Regular snapshots of your Stacks chainstate help you recover quickly when things go wrong. This guide shows you how to create and manage chainstate snapshots properly.

Shutdown Procedure

To produce a valid chainstate backup, the node should be stopped gracefully before making a copy. The following steps will correctly shutdown the Stacks node:

  1. Check node status before shutdown

    # Verify if the node is responsive
    curl http://localhost:20443/v2/info
  2. Initiate graceful shutdown

    • For Docker: docker stop stacks-node (allows at least 10 seconds for graceful shutdown)

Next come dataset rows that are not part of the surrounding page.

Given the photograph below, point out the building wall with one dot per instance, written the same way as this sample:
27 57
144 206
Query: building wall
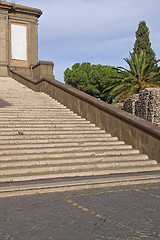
4 43
11 13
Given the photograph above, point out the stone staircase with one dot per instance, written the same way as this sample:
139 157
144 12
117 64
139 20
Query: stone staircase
40 140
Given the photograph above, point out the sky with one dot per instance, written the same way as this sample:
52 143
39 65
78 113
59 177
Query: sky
95 31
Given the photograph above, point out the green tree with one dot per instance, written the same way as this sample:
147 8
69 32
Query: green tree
143 73
143 42
91 79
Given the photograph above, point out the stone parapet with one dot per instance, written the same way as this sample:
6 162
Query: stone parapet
132 130
145 105
42 69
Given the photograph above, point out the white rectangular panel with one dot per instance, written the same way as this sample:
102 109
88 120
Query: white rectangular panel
19 42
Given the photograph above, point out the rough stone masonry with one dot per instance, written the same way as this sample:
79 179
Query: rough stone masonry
145 105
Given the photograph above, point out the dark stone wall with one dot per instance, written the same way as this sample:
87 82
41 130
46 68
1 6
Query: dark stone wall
135 131
145 105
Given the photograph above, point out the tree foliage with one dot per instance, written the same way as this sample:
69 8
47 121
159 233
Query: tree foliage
91 79
142 73
143 42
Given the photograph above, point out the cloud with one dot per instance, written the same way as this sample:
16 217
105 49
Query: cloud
98 31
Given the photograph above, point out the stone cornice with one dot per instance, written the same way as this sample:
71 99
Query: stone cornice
12 7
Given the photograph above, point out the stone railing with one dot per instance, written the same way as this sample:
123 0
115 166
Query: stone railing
139 133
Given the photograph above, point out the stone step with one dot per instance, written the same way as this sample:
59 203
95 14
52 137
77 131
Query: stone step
49 131
46 150
71 168
76 137
58 127
43 121
81 141
49 162
41 118
48 125
55 145
67 155
137 169
77 184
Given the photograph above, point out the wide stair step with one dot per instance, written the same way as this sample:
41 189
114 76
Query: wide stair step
42 140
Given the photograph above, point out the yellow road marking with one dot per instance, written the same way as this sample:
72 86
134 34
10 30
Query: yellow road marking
114 191
118 224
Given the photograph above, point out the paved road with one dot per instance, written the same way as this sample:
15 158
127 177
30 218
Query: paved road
131 212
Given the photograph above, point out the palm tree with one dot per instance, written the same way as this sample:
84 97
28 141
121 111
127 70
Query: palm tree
142 74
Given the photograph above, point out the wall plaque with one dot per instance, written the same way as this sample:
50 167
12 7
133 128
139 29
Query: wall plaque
19 42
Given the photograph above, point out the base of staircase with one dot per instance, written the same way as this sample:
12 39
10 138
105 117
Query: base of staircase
76 183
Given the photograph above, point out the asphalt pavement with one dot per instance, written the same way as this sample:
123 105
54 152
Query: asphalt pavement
125 212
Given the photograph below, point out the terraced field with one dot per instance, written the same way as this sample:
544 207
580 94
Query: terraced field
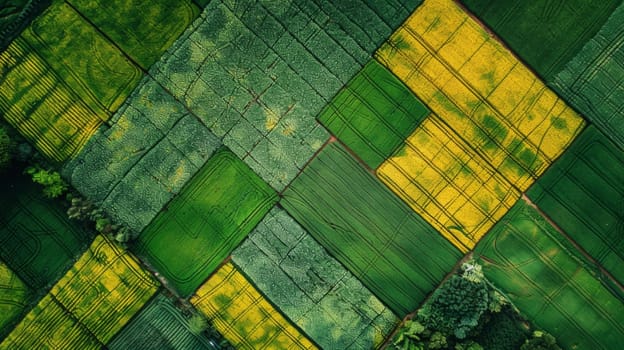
304 174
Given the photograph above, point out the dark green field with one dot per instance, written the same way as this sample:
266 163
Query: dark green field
393 251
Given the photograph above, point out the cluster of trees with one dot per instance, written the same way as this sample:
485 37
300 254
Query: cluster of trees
467 313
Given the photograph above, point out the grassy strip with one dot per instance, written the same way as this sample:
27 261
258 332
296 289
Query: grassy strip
373 114
501 110
545 34
310 287
243 316
210 217
393 251
522 256
142 29
583 193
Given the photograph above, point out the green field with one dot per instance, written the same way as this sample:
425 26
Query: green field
592 81
142 29
15 15
192 236
104 289
310 287
49 326
159 325
258 73
14 296
41 106
583 193
373 114
546 34
393 251
522 257
133 168
91 65
37 240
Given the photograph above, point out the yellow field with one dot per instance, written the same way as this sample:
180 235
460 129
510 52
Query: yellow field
40 106
105 288
481 91
243 316
448 184
494 128
49 326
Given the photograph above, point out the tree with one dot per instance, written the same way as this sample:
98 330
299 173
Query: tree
53 184
455 307
540 341
6 149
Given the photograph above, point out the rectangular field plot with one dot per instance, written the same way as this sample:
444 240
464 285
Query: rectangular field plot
549 286
545 34
141 159
310 287
448 184
104 289
393 251
38 103
14 295
593 81
243 316
37 240
84 59
214 212
373 114
501 110
142 29
160 325
583 193
49 326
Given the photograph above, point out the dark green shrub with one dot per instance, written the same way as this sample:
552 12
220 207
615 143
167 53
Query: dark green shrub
455 308
502 331
6 149
540 341
53 184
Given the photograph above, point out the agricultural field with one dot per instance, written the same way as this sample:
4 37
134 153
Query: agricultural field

    • For systemd: systemctl stop stacks-node

    • For manual processes: kill $(ps aux | grep stacks-node | grep -v grep | awk '{print $2}')

  3. Verify complete shutdown

    # Ensure no stacks-node processes are running
    ps aux | grep stacks-node

Overview of Snapshot Methods

There are two primary approaches for creating Stacks chainstate snapshots:

  1. File-based snapshots - compress up the chainstate folder

  2. Volume snapshots - snapshot the entire disk/volume

Each method has its advantages depending on your infrastructure setup and recovery requirements.

File-Based Snapshots

This method involves compressing the chainstate directory and storing it locally, or uploading to a cloud storage service.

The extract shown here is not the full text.